Using inverse transform sampling, we can sample the distance r.v. \(X\) from a uniform r.v. \(\xi\) by \(x = -\frac{ln(1-\xi)}{\mu_t}\). This can be easily verified by calculating the cdf: \(P(x \le t) = P(\xi < 1 - e^{-\mu_t t}) = 1 - e^{-\mu_t t}\). Now, we know that the photon we are tracing travels distance \(t\) before absorbed/scattered (a fancy term for this is free path). Then we compare \(t\) with the distance \(z\) to the closest surface that the photon could have hit. If \(t < z\), we sample the scattering term. Otherwise, we sample on the surface, which is similar to the traditional ray casting.

Implementation

After some (annoying) calculation and elegant simplification, we can get a rather simple sampling process.

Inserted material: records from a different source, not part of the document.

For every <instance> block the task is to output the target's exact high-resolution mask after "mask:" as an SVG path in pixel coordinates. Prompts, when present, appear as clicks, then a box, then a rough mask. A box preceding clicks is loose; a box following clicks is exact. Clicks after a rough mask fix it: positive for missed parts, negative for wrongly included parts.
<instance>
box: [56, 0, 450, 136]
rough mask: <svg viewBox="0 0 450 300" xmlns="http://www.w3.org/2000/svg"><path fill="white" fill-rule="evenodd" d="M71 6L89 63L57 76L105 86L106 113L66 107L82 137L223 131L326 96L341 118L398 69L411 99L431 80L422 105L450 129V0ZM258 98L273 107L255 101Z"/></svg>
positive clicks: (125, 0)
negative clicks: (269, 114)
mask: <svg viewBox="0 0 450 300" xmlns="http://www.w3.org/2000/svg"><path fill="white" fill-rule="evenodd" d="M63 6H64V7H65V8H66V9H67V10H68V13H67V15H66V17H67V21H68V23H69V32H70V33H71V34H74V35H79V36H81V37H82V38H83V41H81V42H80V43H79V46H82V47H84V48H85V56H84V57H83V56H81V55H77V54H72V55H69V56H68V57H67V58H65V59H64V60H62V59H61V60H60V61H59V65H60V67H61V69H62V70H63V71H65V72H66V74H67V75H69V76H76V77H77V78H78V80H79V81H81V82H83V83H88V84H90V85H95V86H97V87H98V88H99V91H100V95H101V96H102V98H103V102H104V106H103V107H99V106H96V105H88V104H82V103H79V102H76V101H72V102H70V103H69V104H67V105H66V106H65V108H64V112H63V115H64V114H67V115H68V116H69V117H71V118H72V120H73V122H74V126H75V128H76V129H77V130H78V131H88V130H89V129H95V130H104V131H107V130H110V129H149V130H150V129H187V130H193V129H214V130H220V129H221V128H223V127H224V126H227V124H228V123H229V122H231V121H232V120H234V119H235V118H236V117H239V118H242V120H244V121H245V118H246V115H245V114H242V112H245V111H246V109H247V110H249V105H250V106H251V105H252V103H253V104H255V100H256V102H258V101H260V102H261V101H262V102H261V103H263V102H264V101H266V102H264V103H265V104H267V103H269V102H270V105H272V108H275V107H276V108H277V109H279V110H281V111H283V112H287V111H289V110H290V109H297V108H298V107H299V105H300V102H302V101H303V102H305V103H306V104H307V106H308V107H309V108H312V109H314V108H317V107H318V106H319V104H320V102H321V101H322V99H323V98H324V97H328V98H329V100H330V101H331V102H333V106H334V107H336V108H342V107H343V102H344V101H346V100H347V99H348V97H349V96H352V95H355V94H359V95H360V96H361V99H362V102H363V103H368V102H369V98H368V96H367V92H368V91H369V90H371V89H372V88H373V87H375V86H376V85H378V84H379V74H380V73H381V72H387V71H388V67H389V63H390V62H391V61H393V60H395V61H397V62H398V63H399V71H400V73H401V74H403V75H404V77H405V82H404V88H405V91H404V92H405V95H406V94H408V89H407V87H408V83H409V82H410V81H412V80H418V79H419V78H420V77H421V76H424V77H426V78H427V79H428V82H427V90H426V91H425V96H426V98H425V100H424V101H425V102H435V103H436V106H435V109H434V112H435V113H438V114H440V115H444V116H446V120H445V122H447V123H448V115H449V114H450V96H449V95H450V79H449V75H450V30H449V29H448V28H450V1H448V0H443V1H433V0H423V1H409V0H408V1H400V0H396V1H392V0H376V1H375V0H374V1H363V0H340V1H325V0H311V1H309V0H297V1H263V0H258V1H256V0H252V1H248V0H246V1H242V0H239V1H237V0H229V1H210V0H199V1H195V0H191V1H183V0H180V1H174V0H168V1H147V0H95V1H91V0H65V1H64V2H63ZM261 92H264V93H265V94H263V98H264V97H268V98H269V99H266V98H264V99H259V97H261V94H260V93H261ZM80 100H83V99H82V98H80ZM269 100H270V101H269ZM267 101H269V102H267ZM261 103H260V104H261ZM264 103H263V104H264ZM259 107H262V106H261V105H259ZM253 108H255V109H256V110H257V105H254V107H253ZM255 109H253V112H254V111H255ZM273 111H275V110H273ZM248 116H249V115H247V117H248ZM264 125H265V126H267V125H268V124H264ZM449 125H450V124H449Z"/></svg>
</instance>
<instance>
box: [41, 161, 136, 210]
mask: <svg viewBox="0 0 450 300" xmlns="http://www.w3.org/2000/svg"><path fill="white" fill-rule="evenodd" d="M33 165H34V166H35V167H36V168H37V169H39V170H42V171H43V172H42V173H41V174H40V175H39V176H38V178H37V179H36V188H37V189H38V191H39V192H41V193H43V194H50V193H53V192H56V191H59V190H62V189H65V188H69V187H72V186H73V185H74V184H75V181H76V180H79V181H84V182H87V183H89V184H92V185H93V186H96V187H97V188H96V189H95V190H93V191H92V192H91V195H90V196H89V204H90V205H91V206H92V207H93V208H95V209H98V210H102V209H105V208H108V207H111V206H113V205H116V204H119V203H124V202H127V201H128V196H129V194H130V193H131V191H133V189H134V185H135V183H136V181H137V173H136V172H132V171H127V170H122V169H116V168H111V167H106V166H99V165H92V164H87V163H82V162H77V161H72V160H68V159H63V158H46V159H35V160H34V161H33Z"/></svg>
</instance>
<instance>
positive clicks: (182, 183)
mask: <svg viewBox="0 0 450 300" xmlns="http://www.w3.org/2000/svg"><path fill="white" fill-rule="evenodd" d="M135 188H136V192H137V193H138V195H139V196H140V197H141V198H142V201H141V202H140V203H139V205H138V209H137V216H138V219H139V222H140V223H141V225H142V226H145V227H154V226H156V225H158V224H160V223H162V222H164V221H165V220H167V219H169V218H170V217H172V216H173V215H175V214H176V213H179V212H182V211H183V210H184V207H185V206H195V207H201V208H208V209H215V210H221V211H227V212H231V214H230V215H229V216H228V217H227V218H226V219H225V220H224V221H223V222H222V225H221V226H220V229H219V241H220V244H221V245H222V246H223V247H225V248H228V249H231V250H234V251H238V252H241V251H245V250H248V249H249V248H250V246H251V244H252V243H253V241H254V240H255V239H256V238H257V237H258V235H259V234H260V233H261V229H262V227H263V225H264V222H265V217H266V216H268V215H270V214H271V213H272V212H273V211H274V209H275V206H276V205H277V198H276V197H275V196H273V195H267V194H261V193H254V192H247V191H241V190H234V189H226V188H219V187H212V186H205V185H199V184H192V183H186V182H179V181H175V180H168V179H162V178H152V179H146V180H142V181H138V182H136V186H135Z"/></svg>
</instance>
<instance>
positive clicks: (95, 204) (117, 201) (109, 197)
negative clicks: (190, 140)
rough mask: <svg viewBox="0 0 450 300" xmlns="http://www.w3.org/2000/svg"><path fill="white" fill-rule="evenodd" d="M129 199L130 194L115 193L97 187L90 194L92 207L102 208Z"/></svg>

    Vector3f castRay(Ray& ray) {
        float sampleDis = -log(get_random_float()) / miut;
        float intersectDis = intersect_to_ray_origin_distance;
        if (sampleDis < intersectDis) {
            sample the nextRay evenly within 4pi
            return scat / miut * castSpaceRay(nextRay);
        } else {
            if (intersect is light source) return light_source_emission;
            return rayCasting(ray); // rayCasting on surface
        }
    }

This is amazingly simple, e.g., we don’t have any extra coefficient for the surface sampling part (because they cancel out each other)!

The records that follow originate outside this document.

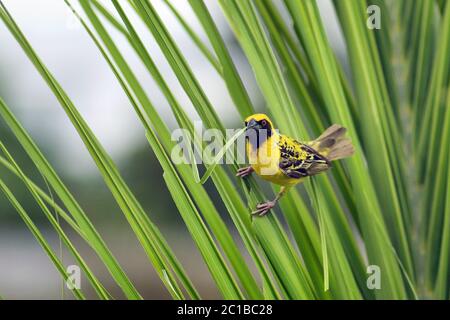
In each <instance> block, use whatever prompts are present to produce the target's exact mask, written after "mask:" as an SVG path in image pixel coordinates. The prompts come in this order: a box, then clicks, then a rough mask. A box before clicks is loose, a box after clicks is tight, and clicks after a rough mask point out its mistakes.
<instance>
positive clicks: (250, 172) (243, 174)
mask: <svg viewBox="0 0 450 320" xmlns="http://www.w3.org/2000/svg"><path fill="white" fill-rule="evenodd" d="M252 172H253V168H252V167H251V166H249V167H245V168H239V169H238V171H237V172H236V177H240V178H244V177H246V176H248V175H250V174H251V173H252Z"/></svg>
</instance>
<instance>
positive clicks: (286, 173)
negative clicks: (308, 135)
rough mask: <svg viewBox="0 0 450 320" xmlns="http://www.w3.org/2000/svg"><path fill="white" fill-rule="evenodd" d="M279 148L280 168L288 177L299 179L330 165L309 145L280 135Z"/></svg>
mask: <svg viewBox="0 0 450 320" xmlns="http://www.w3.org/2000/svg"><path fill="white" fill-rule="evenodd" d="M278 146H279V148H280V162H279V168H280V170H281V171H282V172H283V173H284V174H285V175H287V176H288V177H290V178H294V179H300V178H303V177H308V176H312V175H315V174H318V173H320V172H322V171H325V170H327V169H328V168H329V167H330V162H329V161H328V160H327V159H326V158H325V157H324V156H322V155H321V154H320V153H318V152H317V151H316V150H314V149H313V148H311V147H310V146H308V145H306V144H304V143H301V142H298V141H296V140H293V139H290V138H288V137H286V136H281V137H280V140H279V142H278Z"/></svg>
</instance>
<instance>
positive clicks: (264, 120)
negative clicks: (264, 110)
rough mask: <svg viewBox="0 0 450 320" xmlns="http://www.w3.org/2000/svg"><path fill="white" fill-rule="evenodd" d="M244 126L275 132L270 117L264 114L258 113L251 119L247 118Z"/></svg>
mask: <svg viewBox="0 0 450 320" xmlns="http://www.w3.org/2000/svg"><path fill="white" fill-rule="evenodd" d="M244 125H245V127H246V128H247V130H249V129H256V130H259V129H263V130H267V131H272V130H273V124H272V121H270V119H269V117H268V116H267V115H265V114H263V113H256V114H253V115H251V116H249V117H247V118H246V119H245V121H244Z"/></svg>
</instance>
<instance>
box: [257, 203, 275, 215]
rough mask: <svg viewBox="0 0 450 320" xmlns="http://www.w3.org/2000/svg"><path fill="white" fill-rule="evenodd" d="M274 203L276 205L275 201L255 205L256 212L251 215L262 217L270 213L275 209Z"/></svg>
mask: <svg viewBox="0 0 450 320" xmlns="http://www.w3.org/2000/svg"><path fill="white" fill-rule="evenodd" d="M276 203H277V202H276V201H267V202H264V203H260V204H258V205H256V210H255V211H253V212H252V215H253V216H255V215H257V216H260V217H263V216H265V215H266V214H267V213H268V212H269V211H270V209H272V208H273V207H275V205H276Z"/></svg>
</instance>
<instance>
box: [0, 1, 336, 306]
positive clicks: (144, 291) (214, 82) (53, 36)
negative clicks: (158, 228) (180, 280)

To understand the underlying process, I would strongly recommend you read CMU’s rendering lecture, which includes a detailed implementation, and The Siggraph course , especially the distance sampling part, which includes a vivid explanation. Here, I only provide an informal proof of correctness:

\(\langle L \rangle = \frac{\mu_s}{\mu_t}P(X < z)L_s + P(X \ge z)L_o\) \(= \frac{T(t)}{p(t)}\mu_s P(X < z)f(\omega, \bar{\omega})L_s/p(\bar{\omega}) + P(X \ge z)\frac{T(z)}{P(X \ge z)}L_o\), since \(\frac{T(t)}{p(t)} = \frac{1}{\mu_t}\), \(f(\omega, \bar{\omega}) = p(\bar{\omega})\) in isotropic situation, and \(T(z) = P(X \ge z)\).

Therefore, \(\overline{E}(L) = \int_{0}^{z}T(y)\mu_s L_sdy + T(z)L_o\), as desired.

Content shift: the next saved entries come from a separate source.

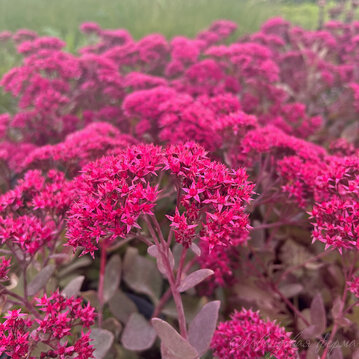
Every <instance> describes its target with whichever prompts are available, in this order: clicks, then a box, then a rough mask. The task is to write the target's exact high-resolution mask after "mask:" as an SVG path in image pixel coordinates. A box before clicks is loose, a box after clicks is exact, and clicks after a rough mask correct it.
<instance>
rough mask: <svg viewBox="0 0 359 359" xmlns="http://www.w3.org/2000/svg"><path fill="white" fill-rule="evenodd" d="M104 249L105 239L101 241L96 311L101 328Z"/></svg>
mask: <svg viewBox="0 0 359 359" xmlns="http://www.w3.org/2000/svg"><path fill="white" fill-rule="evenodd" d="M106 249H107V245H106V243H105V241H102V242H101V261H100V277H99V282H98V301H99V312H98V317H97V320H98V326H99V328H101V326H102V309H103V304H104V303H103V302H104V298H103V290H104V282H105V271H106V254H107V252H106Z"/></svg>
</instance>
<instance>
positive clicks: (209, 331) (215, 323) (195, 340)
mask: <svg viewBox="0 0 359 359" xmlns="http://www.w3.org/2000/svg"><path fill="white" fill-rule="evenodd" d="M220 305H221V302H220V301H219V300H216V301H213V302H209V303H207V304H205V305H204V306H203V308H202V309H201V310H200V311H199V313H198V314H197V315H196V316H195V318H194V319H193V320H192V322H191V324H190V325H189V328H188V338H189V342H190V344H192V346H193V347H194V348H195V349H196V350H197V352H198V354H199V355H200V356H201V355H203V354H204V353H205V352H206V351H207V350H208V348H209V346H210V344H211V340H212V337H213V333H214V331H215V329H216V325H217V320H218V311H219V307H220Z"/></svg>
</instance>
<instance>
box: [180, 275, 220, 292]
mask: <svg viewBox="0 0 359 359" xmlns="http://www.w3.org/2000/svg"><path fill="white" fill-rule="evenodd" d="M213 273H214V272H213V270H211V269H199V270H197V271H195V272H192V273H191V274H189V275H188V276H187V277H186V278H184V279H183V280H182V282H181V283H180V285H179V287H178V290H179V291H180V292H185V291H186V290H188V289H190V288H193V287H194V286H196V285H197V284H199V283H201V282H202V281H204V280H205V279H206V278H208V277H209V276H211V275H212V274H213Z"/></svg>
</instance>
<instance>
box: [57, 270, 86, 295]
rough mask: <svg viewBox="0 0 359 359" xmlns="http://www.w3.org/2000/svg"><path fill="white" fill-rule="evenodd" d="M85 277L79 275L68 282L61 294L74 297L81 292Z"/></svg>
mask: <svg viewBox="0 0 359 359" xmlns="http://www.w3.org/2000/svg"><path fill="white" fill-rule="evenodd" d="M84 280H85V277H84V276H83V275H80V276H78V277H76V278H74V279H73V280H72V281H70V282H69V283H68V284H67V286H66V287H65V288H64V289H63V290H62V294H63V295H64V296H65V297H67V298H70V297H76V296H77V295H78V294H79V293H80V290H81V286H82V283H83V282H84Z"/></svg>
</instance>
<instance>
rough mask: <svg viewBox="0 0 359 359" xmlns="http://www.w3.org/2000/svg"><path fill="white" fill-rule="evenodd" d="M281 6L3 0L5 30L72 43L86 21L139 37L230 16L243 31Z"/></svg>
mask: <svg viewBox="0 0 359 359" xmlns="http://www.w3.org/2000/svg"><path fill="white" fill-rule="evenodd" d="M282 7H283V6H282V5H280V4H279V3H278V2H277V1H276V0H0V30H11V31H15V30H17V29H19V28H28V29H33V30H36V31H38V32H39V33H40V34H46V35H54V36H59V37H61V38H63V39H64V40H65V41H66V42H67V43H68V47H69V48H70V49H73V48H74V47H75V45H76V44H77V43H78V42H79V37H80V34H79V32H78V26H79V25H80V24H81V23H82V22H84V21H96V22H98V23H99V24H100V25H101V26H103V27H104V28H125V29H128V30H129V31H130V32H131V34H132V35H133V36H134V37H135V38H136V39H138V38H141V37H142V36H144V35H146V34H149V33H153V32H160V33H162V34H164V35H165V36H166V37H168V38H171V37H173V36H175V35H178V34H182V35H186V36H194V35H195V34H196V33H197V32H198V31H199V30H201V29H203V28H205V27H207V26H208V25H209V24H210V23H211V22H212V21H214V20H216V19H228V20H233V21H235V22H237V23H238V24H239V26H240V30H239V32H238V34H243V33H250V32H253V31H256V30H258V29H259V27H260V25H261V24H262V23H263V22H264V21H265V20H266V19H268V18H270V17H272V16H275V15H280V14H281V13H282ZM286 8H287V7H286ZM286 11H287V10H286ZM286 15H287V16H289V17H290V14H288V11H287V13H286ZM306 20H308V19H307V18H306Z"/></svg>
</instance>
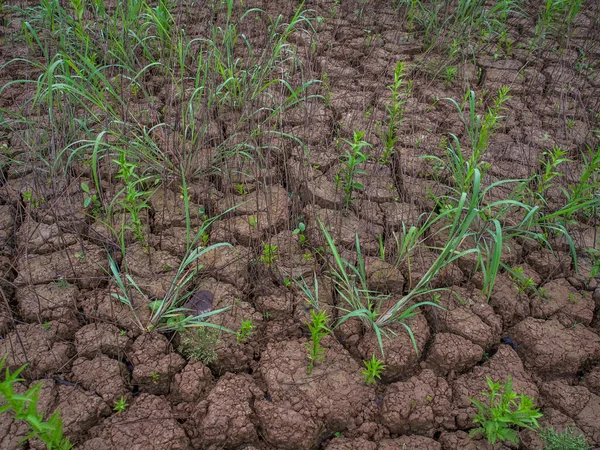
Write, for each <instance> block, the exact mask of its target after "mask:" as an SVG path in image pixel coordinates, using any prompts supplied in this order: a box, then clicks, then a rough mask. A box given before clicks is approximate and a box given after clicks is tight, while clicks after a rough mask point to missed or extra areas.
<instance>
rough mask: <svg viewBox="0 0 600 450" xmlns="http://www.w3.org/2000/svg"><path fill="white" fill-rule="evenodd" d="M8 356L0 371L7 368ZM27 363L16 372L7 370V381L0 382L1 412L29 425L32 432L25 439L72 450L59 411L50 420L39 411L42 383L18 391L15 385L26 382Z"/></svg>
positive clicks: (54, 447)
mask: <svg viewBox="0 0 600 450" xmlns="http://www.w3.org/2000/svg"><path fill="white" fill-rule="evenodd" d="M6 358H7V356H4V357H3V358H2V359H1V360H0V373H1V372H2V370H3V369H4V365H5V363H6ZM25 367H26V366H21V367H20V368H18V369H17V370H15V371H14V372H13V373H10V370H9V369H8V367H7V368H6V371H5V373H4V380H2V382H0V401H1V403H0V414H3V413H6V412H11V413H12V415H13V417H14V419H15V420H20V421H23V422H25V423H26V424H27V426H28V427H29V430H30V431H29V433H28V434H27V436H26V437H25V438H24V439H23V441H28V440H30V439H39V440H40V441H42V442H43V443H44V444H46V448H47V449H48V450H69V449H70V448H72V445H71V443H70V442H69V440H68V439H67V438H65V437H63V429H62V420H61V418H60V413H59V412H58V411H56V412H55V413H54V414H52V416H50V418H49V419H48V420H44V414H43V413H41V412H39V411H38V398H39V395H40V391H41V389H42V383H36V384H34V385H33V386H31V387H30V388H29V389H28V390H27V391H26V392H25V393H23V394H17V393H16V392H15V390H14V385H15V384H17V383H20V382H21V381H25V380H24V379H23V378H19V375H20V374H21V372H22V371H23V370H24V369H25Z"/></svg>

Understanding and parameter choosing

What not mentioned in most essays is how to choose good \(\mu_t\) and \(\mu_s\). Generally, this is related to the size of your scene. To explain this, let’s understand the above implementation in an intuitive way:

Empirically, I would set \(\mu_t / \mu_a\) to a very large number, e.g., \(10:1\) to \(50:1\), such that the whole scene is not too dark while the scattering is clearly visible. Regarding their absolute value, I prefer to make the median free path be around half of the depth of the scene to achieve a reasonable proportion between the scattering term and the surface term. A very high \(\mu_t\) would make most of the scene pure black, since the photon can hardly reach a light source. On the other hand, a low \(\mu_t\) would make the media less obvious.